Indeed, the sheer volume of data available today enables corporate leaders to combine and analyze it in ways that produce new insights into markets, customers, and business strategies. Global corporations are pinning their hopes on the transformational opportunities that this big data can purportedly unlock.

Few would doubt that the collection and analysis of the vast quantities of data now available to companies is essential to effectively and competitively run many areas of business operations. However, producing value from such expansive and amorphous data sets can pose a serious challenge. Technology alone won't solve the problem. In fact, most failed data analysis efforts derive from one or more of these three strategic errors:

  • The wrong question is asked.
  • The wrong data is used.
  • The data is treated as part of a discrete project rather than as part of an ongoing process.

Executives must recognize-and avoid-these potential pitfalls if they hope to harness the full power of the data now available to them to help realize their business objectives.

What is 'big data' and why do companies need it?

The aforementioned strategic errors stem, at least in part, from a basic misunderstanding of the term 'big data' and what companies should do with it. The term came into vogue so quickly that many don't know what it encompasses. One familiar definition cites the 'four Vs': volume, variety, velocity, value. While descriptive, however, this alliteration doesn't address how big data should be integrated into the analysis process.

Indeed, there are valuable insights to be gained from a range of data, both big and small. The key is to utilize the right set of data that captures the complete picture and provides insights that were formerly not apparent. This includes "differentiated data" that is typically found outside one's organization. It is typically third-party or proprietary data that fills the gaps in the understanding of a trend or market.

Of course, data analysis involves more than just data. It requires the appropriate industry expertise, analytical models, and enabling tools that must be integrated into a solution that surfaces specific actions and informs key decisions. Here, perhaps, is a more useful definition that captures the role of big data in the analysis process:

True big data analysis gives context to a complex set of information; applies sophisticated analytics that transform the information in ways that answer important questions on demand; and highlights new insights yielding critical information that informs big decisions and strategy.

This "complex set of information" typically relies on a large amount of data but it can also include small bits of data, discrete information sets, high-value differentiated data, and industry knowledge drawn from a number of sources. Companies are no longer limited to just curating information in their structured databases. Data can come from many places, such as videos or social media snippets, and can be structured, as in the information found in traditional databases, unstructured or semi-structured, such as Twitter data.

As we increasingly use digital devices to conduct business, access information, and interact socially, we ourselves are becoming data agents-generating previously unfathomable volumes of information regarding our activities. And the emergence of connected devices, often referred to as the Internet of Things, will add even more usable data in the years to come. Indeed, there is a full spectrum of data, from small to large, both structured and unstructured, each type of data playing a critical role in helping answer the questions we dare to ask.

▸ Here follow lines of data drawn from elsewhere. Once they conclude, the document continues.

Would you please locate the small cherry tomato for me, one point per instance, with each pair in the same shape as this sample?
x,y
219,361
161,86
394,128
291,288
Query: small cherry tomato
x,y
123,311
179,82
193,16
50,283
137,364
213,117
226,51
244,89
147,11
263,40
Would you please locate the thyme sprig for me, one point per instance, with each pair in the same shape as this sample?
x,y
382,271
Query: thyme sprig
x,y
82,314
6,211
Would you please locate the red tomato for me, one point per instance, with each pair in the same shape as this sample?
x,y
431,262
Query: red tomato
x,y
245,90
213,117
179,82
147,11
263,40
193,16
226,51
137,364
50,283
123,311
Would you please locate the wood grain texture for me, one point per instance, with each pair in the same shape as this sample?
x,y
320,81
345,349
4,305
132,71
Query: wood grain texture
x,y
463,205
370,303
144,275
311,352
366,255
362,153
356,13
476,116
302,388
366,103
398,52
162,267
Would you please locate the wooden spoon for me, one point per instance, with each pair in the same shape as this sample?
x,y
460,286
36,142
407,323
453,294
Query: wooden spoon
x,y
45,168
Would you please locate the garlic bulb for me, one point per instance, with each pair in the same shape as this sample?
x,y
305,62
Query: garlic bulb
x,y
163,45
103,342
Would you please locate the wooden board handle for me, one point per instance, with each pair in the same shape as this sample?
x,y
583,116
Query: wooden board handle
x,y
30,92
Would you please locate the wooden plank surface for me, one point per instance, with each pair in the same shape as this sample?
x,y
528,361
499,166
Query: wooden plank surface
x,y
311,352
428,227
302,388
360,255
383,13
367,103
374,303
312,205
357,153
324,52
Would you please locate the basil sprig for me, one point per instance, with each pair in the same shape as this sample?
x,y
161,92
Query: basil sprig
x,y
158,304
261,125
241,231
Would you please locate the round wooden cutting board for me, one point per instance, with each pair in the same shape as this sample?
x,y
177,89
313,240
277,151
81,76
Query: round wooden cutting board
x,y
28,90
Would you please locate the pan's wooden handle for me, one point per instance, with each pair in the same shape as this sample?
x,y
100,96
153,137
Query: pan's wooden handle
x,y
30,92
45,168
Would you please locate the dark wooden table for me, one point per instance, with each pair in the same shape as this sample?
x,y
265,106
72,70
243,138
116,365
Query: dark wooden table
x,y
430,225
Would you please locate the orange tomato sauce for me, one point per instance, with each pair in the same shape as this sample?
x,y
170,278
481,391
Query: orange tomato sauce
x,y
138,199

Data collection is just the first step in the process of utilizing data to help inform business strategy. Effectively analyzing that data involves guidance and knowledge from the right people (industry experts and analytical specialists) armed with the appropriate tools (platforms and analytical models) that can 'connect the dots' between seemingly unrelated phenomena. In our highly interconnected world, competitive advantage comes not only from the speed with which data can be analyzed, but also from how effectively the barriers between different types of information can be broken down to help establish the big picture and provide big insights. (See figure below.)

Big data produces new information that unleashes the power of modeling. The ability to develop models based on all the data-the entire population rather than just a sample-empowers analysts and greatly enhances their predictive ability. With a sample, analysts must make difficult assumptions that may or may not be correct. Big data offers insights into what is truly occurring because it is drawing from a complete set of actual data. That data tends to be contemporaneous-it is generated and analyzed in near real time and so reflects the state of the world now rather than several weeks or months ago. Importantly, this analysis leads to entirely new information that businesses can use to make faster, better decisions that lead to competitive advantage.

Best practices for big data

Big data analysis requires adherence to a disciplined approach to ensure the process results in clear and actionable insights. This approach can be captured with three core best practices:

1. Ask the right question, clearly

This practice may seem obvious. Nevertheless, failure can often be traced back to a bad or unclear question. The data may be correct and the analysis flawless but, if the issue under analysis is poorly defined and the query off-base, the answer suggested by the analysis may not be what the company needs to know or act on. To ask the right question, managers are well advised to employ experts with a deep understanding of the company's industry and markets-and often related industries as well. Also needed are analysts who understand the data and analytical tools in the context of specific industries and markets and who ultimately can translate data into clear insights for industry executives.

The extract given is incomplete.